- Genre: Talk show; Sports;
- Directed by: Dick Jones; Michael Barnett;
- Presented by: Ron Casey; "Uncle Doug" Elliott; Sandy Roberts; Bill Collins;
- Country of origin: Australia
- Original language: English
- No. of seasons: 29

Production
- Producer: Gordon Bennett
- Production location: HSV-7
- Running time: 240 minutes

Original release
- Network: Seven Network
- Release: 16 May 1959 – 22 March 1987

= World of Sport (Australian TV program) =

Television series

World of Sport was an Australian sports program that was broadcast live by HSV-7 in Melbourne from 1959 to 1987 on Sundays between 11am and 2pm. By the end of its run, the show was claimed as the world's longest running sports program.

==History==
A combination of commentary about sports, the program held a place in the sports-obsessed culture of Melbourne and made stars out of a number of ex-sportsman, particularly Australian rules footballers.

The show premiered on Saturday 16 May 1959, less than three years after the debut of television in Australia.

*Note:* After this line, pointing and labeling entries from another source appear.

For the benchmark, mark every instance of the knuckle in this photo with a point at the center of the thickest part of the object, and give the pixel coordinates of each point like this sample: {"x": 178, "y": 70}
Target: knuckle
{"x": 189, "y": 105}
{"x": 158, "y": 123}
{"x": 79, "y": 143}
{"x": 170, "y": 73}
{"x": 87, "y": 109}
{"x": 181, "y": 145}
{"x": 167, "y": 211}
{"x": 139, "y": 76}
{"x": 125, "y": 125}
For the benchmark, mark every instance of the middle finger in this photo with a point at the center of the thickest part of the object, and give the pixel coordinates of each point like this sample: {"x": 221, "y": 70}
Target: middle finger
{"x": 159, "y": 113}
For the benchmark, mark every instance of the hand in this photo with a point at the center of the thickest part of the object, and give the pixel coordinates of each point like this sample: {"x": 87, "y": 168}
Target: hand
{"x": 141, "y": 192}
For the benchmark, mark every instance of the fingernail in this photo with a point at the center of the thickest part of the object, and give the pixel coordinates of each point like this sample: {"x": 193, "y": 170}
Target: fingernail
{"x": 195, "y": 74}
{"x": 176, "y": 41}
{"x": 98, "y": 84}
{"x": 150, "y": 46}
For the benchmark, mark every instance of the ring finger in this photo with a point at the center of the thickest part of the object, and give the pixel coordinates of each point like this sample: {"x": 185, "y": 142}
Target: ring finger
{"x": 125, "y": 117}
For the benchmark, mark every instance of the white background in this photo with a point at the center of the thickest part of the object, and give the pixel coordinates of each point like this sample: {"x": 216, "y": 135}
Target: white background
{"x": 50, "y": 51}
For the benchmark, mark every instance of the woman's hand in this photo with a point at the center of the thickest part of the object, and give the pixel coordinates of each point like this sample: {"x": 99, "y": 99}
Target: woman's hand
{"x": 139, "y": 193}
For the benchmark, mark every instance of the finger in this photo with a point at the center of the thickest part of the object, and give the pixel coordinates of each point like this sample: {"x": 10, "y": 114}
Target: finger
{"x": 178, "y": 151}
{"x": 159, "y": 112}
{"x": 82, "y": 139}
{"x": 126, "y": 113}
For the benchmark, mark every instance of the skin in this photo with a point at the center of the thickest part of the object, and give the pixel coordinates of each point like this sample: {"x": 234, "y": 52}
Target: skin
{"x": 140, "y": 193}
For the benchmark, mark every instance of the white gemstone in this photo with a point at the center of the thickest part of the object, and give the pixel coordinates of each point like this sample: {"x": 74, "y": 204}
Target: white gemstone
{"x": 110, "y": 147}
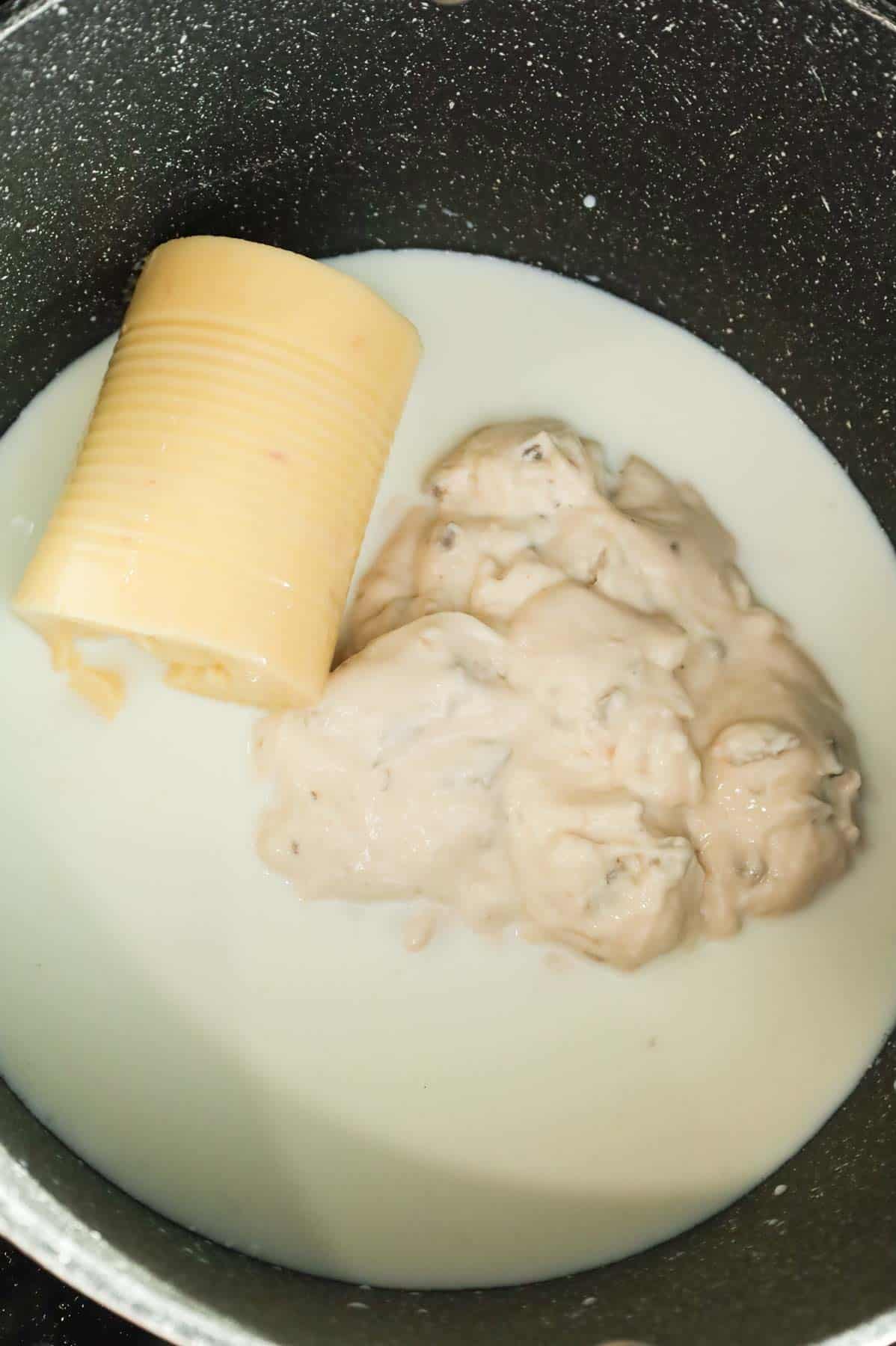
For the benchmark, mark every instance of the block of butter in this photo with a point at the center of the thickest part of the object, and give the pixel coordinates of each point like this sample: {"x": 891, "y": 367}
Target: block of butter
{"x": 225, "y": 479}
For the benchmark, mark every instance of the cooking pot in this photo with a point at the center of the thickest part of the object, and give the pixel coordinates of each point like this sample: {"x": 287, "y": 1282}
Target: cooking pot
{"x": 731, "y": 166}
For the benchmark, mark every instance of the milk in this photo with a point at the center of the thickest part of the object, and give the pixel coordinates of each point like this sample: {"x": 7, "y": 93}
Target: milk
{"x": 284, "y": 1076}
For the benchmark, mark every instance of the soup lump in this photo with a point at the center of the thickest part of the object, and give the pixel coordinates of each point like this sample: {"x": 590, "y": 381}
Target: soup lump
{"x": 561, "y": 710}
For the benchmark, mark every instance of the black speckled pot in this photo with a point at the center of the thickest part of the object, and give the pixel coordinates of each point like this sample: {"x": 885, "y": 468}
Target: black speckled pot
{"x": 742, "y": 159}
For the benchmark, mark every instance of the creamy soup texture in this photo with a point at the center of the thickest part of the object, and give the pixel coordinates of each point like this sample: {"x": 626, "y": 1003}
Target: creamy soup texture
{"x": 284, "y": 1075}
{"x": 572, "y": 718}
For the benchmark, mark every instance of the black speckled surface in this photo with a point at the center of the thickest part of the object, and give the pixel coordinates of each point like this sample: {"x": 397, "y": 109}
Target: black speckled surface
{"x": 728, "y": 163}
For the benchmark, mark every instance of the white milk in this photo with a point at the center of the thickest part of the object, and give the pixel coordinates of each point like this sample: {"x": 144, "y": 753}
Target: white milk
{"x": 286, "y": 1077}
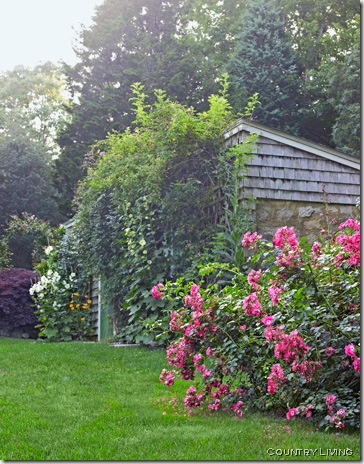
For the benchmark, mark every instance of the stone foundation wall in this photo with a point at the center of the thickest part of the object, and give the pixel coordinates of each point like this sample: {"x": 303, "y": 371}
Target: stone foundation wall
{"x": 307, "y": 218}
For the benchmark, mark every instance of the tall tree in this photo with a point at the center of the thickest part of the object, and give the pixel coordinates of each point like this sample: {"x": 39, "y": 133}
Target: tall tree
{"x": 263, "y": 61}
{"x": 323, "y": 36}
{"x": 33, "y": 104}
{"x": 168, "y": 45}
{"x": 25, "y": 181}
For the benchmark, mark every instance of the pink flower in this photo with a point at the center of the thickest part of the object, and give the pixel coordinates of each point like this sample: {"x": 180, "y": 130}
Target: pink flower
{"x": 252, "y": 305}
{"x": 253, "y": 278}
{"x": 291, "y": 413}
{"x": 157, "y": 290}
{"x": 350, "y": 350}
{"x": 341, "y": 412}
{"x": 250, "y": 240}
{"x": 356, "y": 364}
{"x": 197, "y": 359}
{"x": 286, "y": 240}
{"x": 316, "y": 250}
{"x": 267, "y": 320}
{"x": 273, "y": 292}
{"x": 330, "y": 400}
{"x": 329, "y": 351}
{"x": 285, "y": 237}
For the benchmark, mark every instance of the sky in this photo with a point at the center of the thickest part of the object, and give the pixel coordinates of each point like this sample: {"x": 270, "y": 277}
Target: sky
{"x": 33, "y": 32}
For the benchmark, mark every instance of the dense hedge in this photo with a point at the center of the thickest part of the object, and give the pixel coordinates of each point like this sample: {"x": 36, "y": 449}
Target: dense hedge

Initially sponsored by Westinghouse, it ran for two hours and was hosted by radio commentator Ron Casey. The sponsor turned down an opportunity to renew after a thirteen-week run, but Casey saw the opportunity inherent in the concept and enlisted the help of another well-known radio presenter, "Uncle Doug" Elliott.

The duo bought the concept, purchased air time on a Sunday and enlisted a new sponsor, Vealls, for 1960.

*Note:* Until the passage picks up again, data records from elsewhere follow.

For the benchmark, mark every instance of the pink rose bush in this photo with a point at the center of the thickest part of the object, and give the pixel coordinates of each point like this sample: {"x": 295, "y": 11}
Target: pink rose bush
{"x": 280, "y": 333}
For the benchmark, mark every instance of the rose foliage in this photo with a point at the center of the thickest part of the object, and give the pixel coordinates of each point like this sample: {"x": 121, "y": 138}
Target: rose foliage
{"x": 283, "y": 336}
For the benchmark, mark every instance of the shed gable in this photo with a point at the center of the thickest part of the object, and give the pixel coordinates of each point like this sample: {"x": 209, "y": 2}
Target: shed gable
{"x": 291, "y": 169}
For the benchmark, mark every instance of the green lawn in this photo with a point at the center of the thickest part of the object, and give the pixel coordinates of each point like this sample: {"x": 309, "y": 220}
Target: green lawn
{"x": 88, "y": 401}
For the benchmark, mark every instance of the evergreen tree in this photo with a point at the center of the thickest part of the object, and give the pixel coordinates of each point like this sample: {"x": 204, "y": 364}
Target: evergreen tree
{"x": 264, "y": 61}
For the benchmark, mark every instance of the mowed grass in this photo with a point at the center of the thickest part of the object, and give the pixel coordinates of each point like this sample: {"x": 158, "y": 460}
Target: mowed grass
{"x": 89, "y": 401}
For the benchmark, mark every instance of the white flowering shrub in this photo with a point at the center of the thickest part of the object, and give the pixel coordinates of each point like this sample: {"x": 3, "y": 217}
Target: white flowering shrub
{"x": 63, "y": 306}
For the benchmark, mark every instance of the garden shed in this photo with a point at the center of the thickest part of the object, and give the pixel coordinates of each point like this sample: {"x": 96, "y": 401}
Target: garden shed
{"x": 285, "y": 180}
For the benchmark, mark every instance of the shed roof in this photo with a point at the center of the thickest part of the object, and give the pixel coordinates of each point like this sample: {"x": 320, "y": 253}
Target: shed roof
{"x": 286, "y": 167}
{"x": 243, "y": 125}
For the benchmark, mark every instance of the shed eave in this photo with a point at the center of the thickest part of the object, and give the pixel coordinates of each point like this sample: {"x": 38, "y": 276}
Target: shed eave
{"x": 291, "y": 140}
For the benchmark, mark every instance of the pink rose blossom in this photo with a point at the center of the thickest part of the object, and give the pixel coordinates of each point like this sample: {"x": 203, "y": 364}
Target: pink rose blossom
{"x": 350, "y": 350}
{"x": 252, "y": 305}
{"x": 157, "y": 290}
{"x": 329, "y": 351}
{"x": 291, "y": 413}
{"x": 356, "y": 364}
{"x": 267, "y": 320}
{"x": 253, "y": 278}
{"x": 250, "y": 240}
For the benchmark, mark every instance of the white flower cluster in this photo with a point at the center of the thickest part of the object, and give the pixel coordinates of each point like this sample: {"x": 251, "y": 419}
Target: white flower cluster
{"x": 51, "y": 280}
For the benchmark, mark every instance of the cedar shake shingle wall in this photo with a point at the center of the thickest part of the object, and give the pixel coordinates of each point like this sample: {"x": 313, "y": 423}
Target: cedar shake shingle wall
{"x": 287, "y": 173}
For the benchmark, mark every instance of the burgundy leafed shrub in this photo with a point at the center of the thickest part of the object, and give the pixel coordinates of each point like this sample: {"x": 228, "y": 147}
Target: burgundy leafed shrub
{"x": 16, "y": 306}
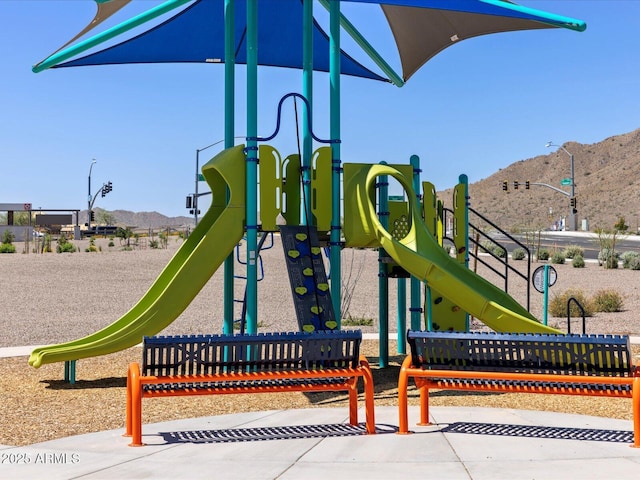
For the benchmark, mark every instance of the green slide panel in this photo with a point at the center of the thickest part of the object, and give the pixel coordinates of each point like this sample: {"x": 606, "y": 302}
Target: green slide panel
{"x": 321, "y": 189}
{"x": 214, "y": 238}
{"x": 420, "y": 254}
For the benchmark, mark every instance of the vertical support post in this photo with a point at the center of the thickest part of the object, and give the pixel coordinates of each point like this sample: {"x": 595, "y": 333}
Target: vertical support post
{"x": 464, "y": 181}
{"x": 307, "y": 92}
{"x": 334, "y": 78}
{"x": 402, "y": 315}
{"x": 415, "y": 308}
{"x": 383, "y": 280}
{"x": 252, "y": 166}
{"x": 229, "y": 133}
{"x": 545, "y": 296}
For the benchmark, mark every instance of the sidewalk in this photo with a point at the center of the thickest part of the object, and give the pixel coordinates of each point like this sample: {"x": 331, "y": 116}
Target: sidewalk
{"x": 463, "y": 443}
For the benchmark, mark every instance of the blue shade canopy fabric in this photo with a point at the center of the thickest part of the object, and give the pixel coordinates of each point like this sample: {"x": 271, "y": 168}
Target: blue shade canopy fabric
{"x": 421, "y": 28}
{"x": 196, "y": 34}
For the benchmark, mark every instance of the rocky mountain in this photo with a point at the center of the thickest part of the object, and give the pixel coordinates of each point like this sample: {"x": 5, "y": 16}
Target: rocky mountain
{"x": 143, "y": 219}
{"x": 607, "y": 187}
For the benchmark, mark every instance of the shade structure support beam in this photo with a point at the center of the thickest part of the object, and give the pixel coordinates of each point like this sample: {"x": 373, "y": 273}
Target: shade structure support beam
{"x": 334, "y": 115}
{"x": 229, "y": 134}
{"x": 367, "y": 48}
{"x": 307, "y": 92}
{"x": 252, "y": 166}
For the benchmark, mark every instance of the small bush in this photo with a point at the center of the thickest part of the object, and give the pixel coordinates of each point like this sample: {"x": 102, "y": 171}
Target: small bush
{"x": 543, "y": 254}
{"x": 578, "y": 261}
{"x": 7, "y": 248}
{"x": 607, "y": 301}
{"x": 558, "y": 304}
{"x": 608, "y": 258}
{"x": 518, "y": 253}
{"x": 573, "y": 251}
{"x": 628, "y": 257}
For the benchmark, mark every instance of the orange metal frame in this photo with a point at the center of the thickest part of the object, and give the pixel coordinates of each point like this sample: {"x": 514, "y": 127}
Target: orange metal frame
{"x": 428, "y": 379}
{"x": 135, "y": 392}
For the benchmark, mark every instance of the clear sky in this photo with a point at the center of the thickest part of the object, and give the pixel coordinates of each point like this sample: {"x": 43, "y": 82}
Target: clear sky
{"x": 475, "y": 108}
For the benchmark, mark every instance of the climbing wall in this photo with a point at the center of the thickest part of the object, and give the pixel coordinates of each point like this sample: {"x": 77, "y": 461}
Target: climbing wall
{"x": 309, "y": 285}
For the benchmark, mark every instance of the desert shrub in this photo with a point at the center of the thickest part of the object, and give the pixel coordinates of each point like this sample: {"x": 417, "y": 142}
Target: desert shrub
{"x": 572, "y": 251}
{"x": 578, "y": 261}
{"x": 518, "y": 253}
{"x": 608, "y": 258}
{"x": 607, "y": 301}
{"x": 634, "y": 264}
{"x": 8, "y": 237}
{"x": 543, "y": 254}
{"x": 7, "y": 248}
{"x": 628, "y": 257}
{"x": 558, "y": 304}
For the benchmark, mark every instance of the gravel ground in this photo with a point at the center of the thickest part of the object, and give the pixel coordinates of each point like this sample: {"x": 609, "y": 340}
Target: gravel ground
{"x": 51, "y": 298}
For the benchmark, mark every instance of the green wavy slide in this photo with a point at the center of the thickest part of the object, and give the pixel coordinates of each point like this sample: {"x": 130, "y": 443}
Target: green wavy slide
{"x": 420, "y": 255}
{"x": 213, "y": 239}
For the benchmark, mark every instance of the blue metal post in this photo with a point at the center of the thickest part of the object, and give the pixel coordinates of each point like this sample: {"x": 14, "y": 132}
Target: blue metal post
{"x": 229, "y": 133}
{"x": 252, "y": 166}
{"x": 415, "y": 308}
{"x": 334, "y": 77}
{"x": 383, "y": 281}
{"x": 307, "y": 92}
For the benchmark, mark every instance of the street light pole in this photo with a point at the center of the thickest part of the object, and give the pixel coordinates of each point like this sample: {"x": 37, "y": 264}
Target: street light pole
{"x": 573, "y": 218}
{"x": 93, "y": 162}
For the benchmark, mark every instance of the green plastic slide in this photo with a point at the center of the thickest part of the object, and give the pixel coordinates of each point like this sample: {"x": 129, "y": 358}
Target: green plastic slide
{"x": 420, "y": 254}
{"x": 213, "y": 239}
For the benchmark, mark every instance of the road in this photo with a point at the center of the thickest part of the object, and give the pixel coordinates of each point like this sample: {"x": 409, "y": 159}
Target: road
{"x": 560, "y": 240}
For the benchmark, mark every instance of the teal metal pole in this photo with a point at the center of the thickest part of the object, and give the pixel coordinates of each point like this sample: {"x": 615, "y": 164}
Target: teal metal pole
{"x": 229, "y": 133}
{"x": 402, "y": 315}
{"x": 334, "y": 78}
{"x": 252, "y": 166}
{"x": 85, "y": 45}
{"x": 464, "y": 180}
{"x": 367, "y": 47}
{"x": 415, "y": 308}
{"x": 383, "y": 280}
{"x": 307, "y": 92}
{"x": 545, "y": 297}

Appearing on the show with Casey were racing journalist Jack Elliott, professional foot runner Mike Williamson, publican and footballer Ted Rippon, boxing journalist Merv Williams, footballer and journalist Kevin Coghlan, broadcaster Doug Elliott, who was also a member of the Victorian Legislative Council from 1960 to 1979, Victorian policeman and champion axeman Jack O'Toole, Geelong footballing champion Bob Davis, triple Brownlow medallist Bob Skilton, Collingwood goal-kicking Legend Gordon Coventry, actor, boxer and international boxing referee Gus Mercurio (father of Paul Mercurio), singer and racecaller "The Accurate One" Bill Collins, racing journalist Rollo Roylance, Brownlow Medallist Neil Roberts, boxer and sports reporter and football commentator Peter Landy. One of the delights was seeing Bruce Andrew, "whose hair was parted so emphatically down the centre that it was claimed he used a theodolite", judging the short and long kicking contests.

Dyer in particular was known for some of his legendary one-liners, or "Dyerisms", such as:
- "He's tuckled strongly by Tack." (referring to Michael Tuck)
- "He sets himself for a high mark – actually, that was a low high mark"
- "Bamblett made a great debut last week, and an even better one today."

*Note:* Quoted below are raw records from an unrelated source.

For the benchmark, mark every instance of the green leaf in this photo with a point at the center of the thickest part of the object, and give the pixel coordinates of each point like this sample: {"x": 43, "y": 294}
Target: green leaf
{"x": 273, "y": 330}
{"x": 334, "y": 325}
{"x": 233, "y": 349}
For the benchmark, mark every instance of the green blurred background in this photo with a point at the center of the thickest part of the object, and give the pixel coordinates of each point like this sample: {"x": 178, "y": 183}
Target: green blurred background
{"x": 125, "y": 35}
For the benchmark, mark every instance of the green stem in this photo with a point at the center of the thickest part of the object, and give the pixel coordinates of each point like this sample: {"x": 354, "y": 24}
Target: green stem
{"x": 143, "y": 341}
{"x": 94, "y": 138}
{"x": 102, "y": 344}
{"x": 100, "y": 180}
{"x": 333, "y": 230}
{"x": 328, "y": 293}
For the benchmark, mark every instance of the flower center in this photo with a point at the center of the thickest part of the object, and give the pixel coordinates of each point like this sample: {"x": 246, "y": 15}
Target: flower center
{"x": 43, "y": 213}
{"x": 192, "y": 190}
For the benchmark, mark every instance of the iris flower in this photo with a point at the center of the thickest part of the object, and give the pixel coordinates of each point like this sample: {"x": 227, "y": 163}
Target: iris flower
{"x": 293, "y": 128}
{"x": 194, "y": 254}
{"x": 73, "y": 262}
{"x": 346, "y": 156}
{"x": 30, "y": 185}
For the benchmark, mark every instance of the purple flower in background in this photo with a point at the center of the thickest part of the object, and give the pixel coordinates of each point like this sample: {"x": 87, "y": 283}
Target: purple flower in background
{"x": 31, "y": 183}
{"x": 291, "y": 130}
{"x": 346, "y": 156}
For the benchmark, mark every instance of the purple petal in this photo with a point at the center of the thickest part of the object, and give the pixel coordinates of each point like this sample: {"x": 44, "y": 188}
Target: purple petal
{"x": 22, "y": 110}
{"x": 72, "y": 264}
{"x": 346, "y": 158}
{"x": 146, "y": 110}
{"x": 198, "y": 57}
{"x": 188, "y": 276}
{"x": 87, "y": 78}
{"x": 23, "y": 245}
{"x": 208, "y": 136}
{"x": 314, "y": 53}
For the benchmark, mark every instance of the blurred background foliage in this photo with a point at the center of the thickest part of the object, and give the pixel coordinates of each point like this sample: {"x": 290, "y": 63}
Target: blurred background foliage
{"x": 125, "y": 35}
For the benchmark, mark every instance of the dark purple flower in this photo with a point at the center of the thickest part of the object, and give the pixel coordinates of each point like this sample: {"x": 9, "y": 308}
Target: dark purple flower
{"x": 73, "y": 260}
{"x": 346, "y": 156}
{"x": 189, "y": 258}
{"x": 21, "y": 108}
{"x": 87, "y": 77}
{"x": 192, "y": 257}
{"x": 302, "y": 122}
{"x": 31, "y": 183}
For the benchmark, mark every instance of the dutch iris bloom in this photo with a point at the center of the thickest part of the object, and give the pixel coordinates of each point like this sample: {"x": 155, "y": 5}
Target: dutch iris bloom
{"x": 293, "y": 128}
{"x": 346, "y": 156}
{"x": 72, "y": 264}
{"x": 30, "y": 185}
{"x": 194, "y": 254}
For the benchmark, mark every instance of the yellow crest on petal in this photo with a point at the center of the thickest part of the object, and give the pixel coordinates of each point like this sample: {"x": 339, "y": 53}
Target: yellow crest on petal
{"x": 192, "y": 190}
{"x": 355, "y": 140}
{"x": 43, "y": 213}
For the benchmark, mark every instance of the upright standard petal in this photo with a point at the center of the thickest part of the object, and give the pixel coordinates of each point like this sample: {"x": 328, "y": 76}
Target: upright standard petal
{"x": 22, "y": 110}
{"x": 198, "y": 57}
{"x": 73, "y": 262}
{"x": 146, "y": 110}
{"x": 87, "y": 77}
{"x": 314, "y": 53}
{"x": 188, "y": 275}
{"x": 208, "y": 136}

The show also featured woodchopping contests, a contest involving sand and blue-metal shovelling, sheaf tossing, track-cycle sprint-racing on rollers (with world champion cyclist Sid Patterson taking on all comers), and a game of indoor football invented specifically for that show in that particular studio space. The show was also famous for having champion VFL footballers of the day appearing on the show to contest the handball competition, and receive prizes such as meat pies and hairdryers.

A group involved in the Melbourne-based post-punk little band scene of the 1980s named themselves after the show.